Manfredo musste lachen. »Die Untertreibung des Jahres! Punkt eins: Ich bin pleite. Punkt zwei: Jemand hat das Geld gestohlen. Und Punkt drei: Vorher hat er noch die Oma umgebracht! Verstehst du: umgebracht!« Er schrie jetzt. Dr. Nowak stieß ihm die Schuhspitze in die Rippen. Manfredo stöhnte auf.
»Punkt vier«, sagte Dr. Nowak, »wird gleich noch einer umgebracht, und zwar du, wenn du nicht sofort mit der Heulerei aufhörst.« In seiner leisen Stimme lag etwas Kaltes und Schweres. Manfredo zog es vor zu schweigen. »Erpresst werden wir auch«, sagte er nach einer Weile und zeigte dem Chemiker den Zettel.
»Na schön«, sagte der.
»Na schön? Weiter fällt dir nichts ein?«
»Reiß dich gefälligst zusammen, ja?« Dann begann er auf und ab zu gehen. »Die werden sich halt gedulden müssen, die Herren Erpresser. Zunächst müssen wir ein bisschen Geld verdienen.«
»Aber ich hab doch nichts …«
»Quatsch! Es ist genug Material für ein paar Chargen da.Also keine Rede von wegen pleite. Ich mach das Zeug und du verkaufst es wie geplant. Davon gehen wir nicht ab.« Er warf Manfredo einen Blick zu, als erwarte er Widerspruch, aber Manfredo schwieg. Dr. Nowak setzte die Wanderung zwischen den Marmeladeglasregalen fort. »Das Materielle ist also gesichert, das wollen wir festhalten, das ist das Wichtigste. Was nun die anderen von dir angesprochenen Punkte angeht, so werden wir die einen nach dem anderen abarbeiten. Immer schön der Reihe nach.«
»Wie denn?«
»Das wird sich noch herausstellen. Bei der Erpressung können wir einfach warten, was sich tut, die müssen sich ja melden. Bleibt noch die Sache mit dem Raubmord. Das wird schwieriger, ist aber aussichtsreich.«
»Warum?«
»Derjenige wird sich noch einmal blicken lassen, wart’s nur ab! Das ist die menschliche Neugier. Und die Gier …«
»Warum sollte er?«
»Das ist doch ein Hiesiger, oder? Es gibt keine Einbruchspuren.

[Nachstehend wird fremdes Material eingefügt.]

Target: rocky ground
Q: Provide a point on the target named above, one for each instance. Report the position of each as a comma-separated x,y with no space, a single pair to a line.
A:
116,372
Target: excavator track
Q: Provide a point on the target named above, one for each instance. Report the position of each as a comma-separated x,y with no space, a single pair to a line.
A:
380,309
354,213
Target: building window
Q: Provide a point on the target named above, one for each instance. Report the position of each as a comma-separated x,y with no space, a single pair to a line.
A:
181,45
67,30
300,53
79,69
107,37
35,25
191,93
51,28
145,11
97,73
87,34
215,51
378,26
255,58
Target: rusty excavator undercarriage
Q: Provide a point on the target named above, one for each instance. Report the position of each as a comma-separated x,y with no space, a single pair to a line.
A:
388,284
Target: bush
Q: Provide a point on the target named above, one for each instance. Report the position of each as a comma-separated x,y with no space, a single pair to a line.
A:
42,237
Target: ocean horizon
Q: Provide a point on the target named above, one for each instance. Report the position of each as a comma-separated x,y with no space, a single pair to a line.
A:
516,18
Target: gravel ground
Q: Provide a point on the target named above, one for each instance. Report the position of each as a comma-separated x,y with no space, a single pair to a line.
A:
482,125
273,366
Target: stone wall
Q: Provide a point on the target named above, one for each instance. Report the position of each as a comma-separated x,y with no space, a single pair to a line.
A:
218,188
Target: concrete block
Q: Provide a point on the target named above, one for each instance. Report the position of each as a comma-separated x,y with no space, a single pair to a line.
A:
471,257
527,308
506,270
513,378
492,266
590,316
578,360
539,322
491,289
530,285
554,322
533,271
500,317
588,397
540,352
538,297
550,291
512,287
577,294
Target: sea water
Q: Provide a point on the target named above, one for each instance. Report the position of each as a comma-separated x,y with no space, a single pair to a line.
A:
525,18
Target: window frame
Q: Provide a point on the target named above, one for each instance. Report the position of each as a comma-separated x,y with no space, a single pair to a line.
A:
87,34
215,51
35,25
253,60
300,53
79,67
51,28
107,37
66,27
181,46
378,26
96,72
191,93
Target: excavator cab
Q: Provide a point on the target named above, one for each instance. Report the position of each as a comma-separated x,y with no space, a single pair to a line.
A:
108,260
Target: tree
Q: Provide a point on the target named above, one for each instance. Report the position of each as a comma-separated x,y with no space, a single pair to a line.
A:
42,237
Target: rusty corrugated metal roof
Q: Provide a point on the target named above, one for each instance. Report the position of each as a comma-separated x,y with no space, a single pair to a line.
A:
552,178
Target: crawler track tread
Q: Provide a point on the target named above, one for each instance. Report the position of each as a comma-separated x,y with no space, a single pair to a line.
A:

Also hat sie ihn hereingelassen oder er hatte sonst Ortskenntnis; wann welche Tür offen ist und so weiter …«
»Du hast sicher recht, aber wie kommst du drauf, dass er …?«
»Er hat nichts in der Zeitung gelesen von seiner Tat. Aber vielleicht im SPAR gehört, dass die Frau Doktor nach Spanien verreist ist. Du hast es ja penetrant genug herumerzählt. Das muss ihn heftig wundern, wo er ihr doch den Schädel eingeschlagen hat. Als einzige Erklärung, warum du den Tod der Großmutter verheimlichst, wird ihm einfallen, dass du etwas ganz Großes deckst, eine Riesensache, wo Polizei absolut unerwünscht ist. Wo noch viel mehr Geld drinsteckt. Und dieses Geld wird ihn anlocken.«
»Und dann?«
»Wird er hierherkommen. Wohin sonst? Das Haus ist sein einziger Bezugspunkt.«
»Na schön. Er kommt her, bricht ein, was weiß ich … was unternehmen wir dagegen? Wie bereiten wir uns vor?«
»Alarmanlagen, Kameras, das ganze Programm halt. Ich sagte aussichtsreich , nicht einfach . Ein bisschen was müssen wir schon dazutun. Der Vorteil ist eben, dass er von selber kommt. Wir müssen ihn nicht aufspüren wie die Polizei. Dazu haben wir weder die Mittel noch die Zeit.«
»Und wenn er nicht kommt?«
Dr. Nowak blieb stehen und breitete die Arme aus. »Dann haben wir Pech gehabt. Oder Glück. Kommt drauf an, wie man das sieht. Der Mord an deiner Frau Großmutter bleibt dann ungesühnt. Andererseits ersparen wir uns auch die Durchführung dieser … wie soll ich sagen … dieser Sühne.«
Manfredo hatte sich beruhigt. Er stand auf und klopfte sich den Kellerstaub von den Hosenbeinen. »Du hast ja so recht«, sagte er. »Was täte ich ohne dich?« Es war, wie häufig bei Manfredo, nicht klar, ob er das ernst meinte, aber an der mitschwingenden Ironie in seinen Worten erkannte Dr. Nowak, dass sein Kompagnon die Krise überwunden hatte.